Elsewhere, the songs of were given a polished glossy treatment, with arrangements (by Bang Wenfu and accompanied by a 5 piece band led by August Lum) in a variety of styles including 80s dance, disco, variety-show-style group numbers, Linken Park-style synth rock with rapping in English and Hokkien. The women had uniformly strong voices, L.A. Benjamin in particular whose powerful gospel-styled vocals brought the house down. Its all very entertaining, showcasing great chemistry and the individual skills of the singing cast, band and music arranger. Though it may be a far cry away from the gritty world of prostitution and helpless lovelorn desperation that Piaf portrays in her songs, it was a solid music making and entertainment in its own right.

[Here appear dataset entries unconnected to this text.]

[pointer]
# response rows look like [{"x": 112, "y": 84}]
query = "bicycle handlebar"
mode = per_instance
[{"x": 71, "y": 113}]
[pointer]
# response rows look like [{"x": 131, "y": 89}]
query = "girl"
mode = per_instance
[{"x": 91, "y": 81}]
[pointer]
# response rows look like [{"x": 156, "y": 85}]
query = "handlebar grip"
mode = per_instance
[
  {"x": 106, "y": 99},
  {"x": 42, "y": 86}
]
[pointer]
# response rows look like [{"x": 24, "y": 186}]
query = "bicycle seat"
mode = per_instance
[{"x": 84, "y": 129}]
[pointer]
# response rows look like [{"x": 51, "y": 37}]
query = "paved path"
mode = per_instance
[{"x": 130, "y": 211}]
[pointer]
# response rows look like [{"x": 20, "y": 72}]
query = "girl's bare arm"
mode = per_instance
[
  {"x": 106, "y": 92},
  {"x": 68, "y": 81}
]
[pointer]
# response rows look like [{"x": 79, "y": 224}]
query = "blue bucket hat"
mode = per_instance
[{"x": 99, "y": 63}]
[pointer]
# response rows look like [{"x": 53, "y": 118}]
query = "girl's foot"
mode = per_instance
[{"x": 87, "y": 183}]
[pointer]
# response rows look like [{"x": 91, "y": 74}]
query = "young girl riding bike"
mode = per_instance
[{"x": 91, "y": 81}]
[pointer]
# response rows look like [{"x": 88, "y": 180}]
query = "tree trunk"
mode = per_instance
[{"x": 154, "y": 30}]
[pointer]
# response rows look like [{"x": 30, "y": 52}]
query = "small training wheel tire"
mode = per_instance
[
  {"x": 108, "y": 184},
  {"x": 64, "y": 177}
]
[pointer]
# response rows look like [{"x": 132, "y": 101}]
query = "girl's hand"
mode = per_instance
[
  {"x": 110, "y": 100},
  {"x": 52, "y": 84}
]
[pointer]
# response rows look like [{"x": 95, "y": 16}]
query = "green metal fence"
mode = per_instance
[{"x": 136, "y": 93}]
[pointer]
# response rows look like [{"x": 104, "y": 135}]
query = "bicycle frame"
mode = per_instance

For me, the best numbers are those with stripped down arrangements, such as when raspy-voiced Lim Kay Siu sang a love song publicly dedicated to his wife Neo Swee-Lin, accompanying himself on guitar (he would accompany himself on the keyboard later that evening), Sabastian Tan singing La Foule and Robin Goh's aforementioned numbers.
All in all, I had an enjoyable time at the La Vie en Rose concert for their fresh take on familiar tunes, strong individual vocals, adventurous music making and the occasional tug on the heartstrings. An evening of entertainment worth checking out!